He heard the slight intake of breath just as he turned to see a screen full of jibberish. She opened her mouth to speak. Then closed it with the same force with which she snapped down the lid of the laptop. A soft pink rush of color darkened her pretty cheeks.

“Come to think of it, I’ll work at home tonight.”

Steee-rike three.

“That’s not necessary.” He grinned at her, but she was already sliding a handbag over her shoulder.

As she opened the door, she tossed him one last look. There was something in her eyes. Some shadow, some secret. Some hurt. As quickly as it appeared, it was gone.

“Good luck tonight,” she said, then her pretty lips lifted into a sweet, if totally phony, smile. “Call me if you get hammered with the big nine-o’clock rush.”

When the door closed behind her, the room seemed utterly empty, with only a faint lingering smell of something fresh and floral mixed with the aroma of coffee.

Taking a deep breath, he turned to the California sequoia, ready to remove it for spite. But that would be childish.

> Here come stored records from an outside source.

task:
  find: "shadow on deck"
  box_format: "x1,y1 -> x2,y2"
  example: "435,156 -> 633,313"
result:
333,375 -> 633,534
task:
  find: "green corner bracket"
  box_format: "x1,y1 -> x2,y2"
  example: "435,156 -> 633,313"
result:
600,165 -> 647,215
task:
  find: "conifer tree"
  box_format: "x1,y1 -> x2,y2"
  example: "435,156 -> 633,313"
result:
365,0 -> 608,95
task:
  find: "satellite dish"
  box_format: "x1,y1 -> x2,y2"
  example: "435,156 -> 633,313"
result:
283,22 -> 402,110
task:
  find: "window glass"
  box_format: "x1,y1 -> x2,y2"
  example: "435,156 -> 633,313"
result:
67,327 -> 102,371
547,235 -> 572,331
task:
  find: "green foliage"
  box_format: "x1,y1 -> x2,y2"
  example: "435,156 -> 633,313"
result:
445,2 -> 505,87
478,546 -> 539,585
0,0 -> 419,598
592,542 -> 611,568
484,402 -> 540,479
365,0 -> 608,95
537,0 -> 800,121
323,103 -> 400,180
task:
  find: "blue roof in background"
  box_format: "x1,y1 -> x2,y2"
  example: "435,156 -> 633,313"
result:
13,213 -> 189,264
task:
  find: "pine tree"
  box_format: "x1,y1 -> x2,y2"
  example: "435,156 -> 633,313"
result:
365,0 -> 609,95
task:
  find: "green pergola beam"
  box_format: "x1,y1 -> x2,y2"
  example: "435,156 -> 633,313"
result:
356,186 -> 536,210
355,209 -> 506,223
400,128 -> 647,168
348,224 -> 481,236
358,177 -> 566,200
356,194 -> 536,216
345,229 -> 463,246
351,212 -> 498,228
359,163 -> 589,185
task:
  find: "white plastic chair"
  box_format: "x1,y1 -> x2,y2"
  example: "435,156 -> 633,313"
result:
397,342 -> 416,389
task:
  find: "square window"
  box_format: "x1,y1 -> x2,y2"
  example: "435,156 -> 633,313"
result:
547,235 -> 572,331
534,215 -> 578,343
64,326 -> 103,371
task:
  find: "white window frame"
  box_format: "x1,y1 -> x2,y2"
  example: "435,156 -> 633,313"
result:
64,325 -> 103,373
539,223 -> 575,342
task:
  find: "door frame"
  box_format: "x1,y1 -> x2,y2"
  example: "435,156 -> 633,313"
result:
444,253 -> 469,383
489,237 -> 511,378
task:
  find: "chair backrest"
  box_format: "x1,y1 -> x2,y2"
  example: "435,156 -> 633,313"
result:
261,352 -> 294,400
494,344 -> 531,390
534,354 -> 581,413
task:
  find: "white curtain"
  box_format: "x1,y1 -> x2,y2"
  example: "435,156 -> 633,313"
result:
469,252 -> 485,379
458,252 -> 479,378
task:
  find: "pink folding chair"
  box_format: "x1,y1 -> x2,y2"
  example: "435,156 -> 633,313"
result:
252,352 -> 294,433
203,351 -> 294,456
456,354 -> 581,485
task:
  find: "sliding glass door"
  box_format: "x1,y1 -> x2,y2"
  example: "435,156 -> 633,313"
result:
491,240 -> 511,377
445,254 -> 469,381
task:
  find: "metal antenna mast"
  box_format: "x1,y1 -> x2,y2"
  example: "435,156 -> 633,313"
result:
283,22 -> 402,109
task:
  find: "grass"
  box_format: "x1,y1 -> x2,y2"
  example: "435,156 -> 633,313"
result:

Instead, he looked through the two-way mirror in time to see Kendra pause at the bar to check out the newly assembled beer taps. She touched one, yanked it forward, then flinched when it spurted.

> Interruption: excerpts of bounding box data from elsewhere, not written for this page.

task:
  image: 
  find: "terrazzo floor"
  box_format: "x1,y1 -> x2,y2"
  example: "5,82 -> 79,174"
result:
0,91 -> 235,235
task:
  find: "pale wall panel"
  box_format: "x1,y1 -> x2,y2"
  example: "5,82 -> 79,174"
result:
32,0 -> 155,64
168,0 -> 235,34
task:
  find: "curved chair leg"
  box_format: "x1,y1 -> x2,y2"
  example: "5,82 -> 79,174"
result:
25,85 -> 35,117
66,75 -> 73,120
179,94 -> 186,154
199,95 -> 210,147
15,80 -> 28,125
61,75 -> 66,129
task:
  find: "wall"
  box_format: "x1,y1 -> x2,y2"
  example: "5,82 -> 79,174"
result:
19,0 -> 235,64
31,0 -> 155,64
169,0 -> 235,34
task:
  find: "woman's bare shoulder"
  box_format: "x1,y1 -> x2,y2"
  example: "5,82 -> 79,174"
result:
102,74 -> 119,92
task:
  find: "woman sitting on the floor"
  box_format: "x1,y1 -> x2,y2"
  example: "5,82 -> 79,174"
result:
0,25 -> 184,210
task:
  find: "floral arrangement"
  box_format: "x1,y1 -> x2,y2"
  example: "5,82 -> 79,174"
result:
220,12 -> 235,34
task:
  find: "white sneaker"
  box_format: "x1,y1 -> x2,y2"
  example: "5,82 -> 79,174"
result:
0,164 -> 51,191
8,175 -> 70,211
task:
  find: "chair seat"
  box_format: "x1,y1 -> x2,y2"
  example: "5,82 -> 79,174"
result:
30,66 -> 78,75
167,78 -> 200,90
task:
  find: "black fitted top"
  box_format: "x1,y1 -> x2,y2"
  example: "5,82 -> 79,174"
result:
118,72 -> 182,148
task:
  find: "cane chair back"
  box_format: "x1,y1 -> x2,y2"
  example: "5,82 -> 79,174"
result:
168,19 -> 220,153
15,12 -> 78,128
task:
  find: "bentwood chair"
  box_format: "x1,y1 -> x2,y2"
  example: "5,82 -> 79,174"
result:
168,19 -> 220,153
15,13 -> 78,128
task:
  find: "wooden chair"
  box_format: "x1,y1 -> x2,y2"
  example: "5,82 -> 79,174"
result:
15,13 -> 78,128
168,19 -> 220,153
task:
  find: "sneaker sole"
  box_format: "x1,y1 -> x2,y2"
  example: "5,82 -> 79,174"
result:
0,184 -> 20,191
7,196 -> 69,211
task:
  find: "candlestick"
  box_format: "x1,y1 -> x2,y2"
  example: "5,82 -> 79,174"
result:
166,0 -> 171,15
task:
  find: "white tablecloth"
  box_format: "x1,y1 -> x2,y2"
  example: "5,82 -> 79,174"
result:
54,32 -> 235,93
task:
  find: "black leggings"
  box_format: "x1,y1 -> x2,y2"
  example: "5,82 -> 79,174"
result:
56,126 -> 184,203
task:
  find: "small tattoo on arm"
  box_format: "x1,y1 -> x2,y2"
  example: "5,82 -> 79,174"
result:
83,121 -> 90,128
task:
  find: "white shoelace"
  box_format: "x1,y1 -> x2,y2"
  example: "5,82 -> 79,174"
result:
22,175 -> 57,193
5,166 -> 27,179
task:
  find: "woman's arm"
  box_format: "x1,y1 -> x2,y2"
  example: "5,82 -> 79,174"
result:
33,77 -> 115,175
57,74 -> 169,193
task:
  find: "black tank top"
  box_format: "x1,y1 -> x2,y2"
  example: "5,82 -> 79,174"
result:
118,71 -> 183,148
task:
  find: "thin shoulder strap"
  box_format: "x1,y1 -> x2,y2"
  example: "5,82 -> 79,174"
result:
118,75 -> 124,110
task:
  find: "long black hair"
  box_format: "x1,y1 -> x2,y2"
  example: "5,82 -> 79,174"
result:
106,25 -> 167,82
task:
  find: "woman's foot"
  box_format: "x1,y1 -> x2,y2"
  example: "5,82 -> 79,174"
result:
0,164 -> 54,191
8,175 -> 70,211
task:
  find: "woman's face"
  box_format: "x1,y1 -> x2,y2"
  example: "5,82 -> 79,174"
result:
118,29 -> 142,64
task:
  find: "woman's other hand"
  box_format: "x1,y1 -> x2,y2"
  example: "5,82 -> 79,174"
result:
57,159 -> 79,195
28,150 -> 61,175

She bent down, out of his view for a moment, then arose, a coffee mug in hand. Pulling on the tap again, she tilted the mug and let about six ounces of brew flow in, expertly letting the foam slide down the side.

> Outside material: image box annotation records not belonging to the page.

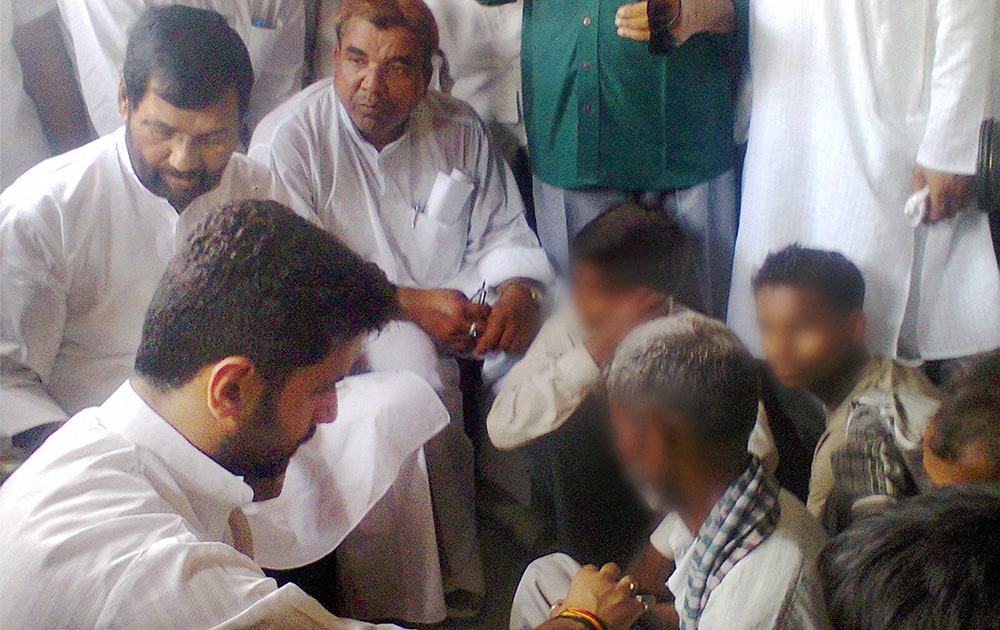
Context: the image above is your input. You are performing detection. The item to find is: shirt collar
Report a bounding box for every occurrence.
[101,382,253,527]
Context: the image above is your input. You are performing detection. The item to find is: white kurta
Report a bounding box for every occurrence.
[0,128,285,435]
[0,383,406,630]
[249,80,551,297]
[0,0,56,190]
[729,0,1000,359]
[58,0,306,135]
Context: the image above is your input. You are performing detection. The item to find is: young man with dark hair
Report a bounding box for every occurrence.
[487,204,776,563]
[248,0,551,616]
[924,352,1000,487]
[0,6,285,460]
[753,245,937,532]
[0,201,410,629]
[819,486,1000,630]
[58,0,314,135]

She lifted the mug to the mirror, offering a silent, mock toast directly at him. Then she brought the rim to her mouth, closed her eyes, and took one long, slow chug. Her eyes closed. Her throat pulsed. Her chest rose and fell with each swallow.

And a couple of gallons of blood drained from his head and traveled to the lower half of his body.

When she finished the drink, she dabbed the foam at the corner of her mouth, looked right into the mirror and winked at him.

THE TASTE OF THE bitter brew still remained in Kendra’s mouth several hours later. She’d walked Newman, made dinner, reviewed her inventory numbers, puttered around her bungalow, and even sunk into a long, hot bath.

But no distraction took her mind off Deuce Monroe. Her brain, normally chock-full of facts, figures and ideas, reeled with unanswered questions.

How could she get through six weeks of this? Where would she get the fortitude to keep up the cavalier, devil-may-care, I-don’t-give-a-hoot acting job she was digging out of her depths? What could she do to make him go away? What if he discovered the truth about what happened nine years ago?

There were no answers, only more questions. The last one she asked out loud as she opened Diana’s door for a third time to gather up Newman. “Why does that man still get to me after all these years?” The dog looked up, surprised.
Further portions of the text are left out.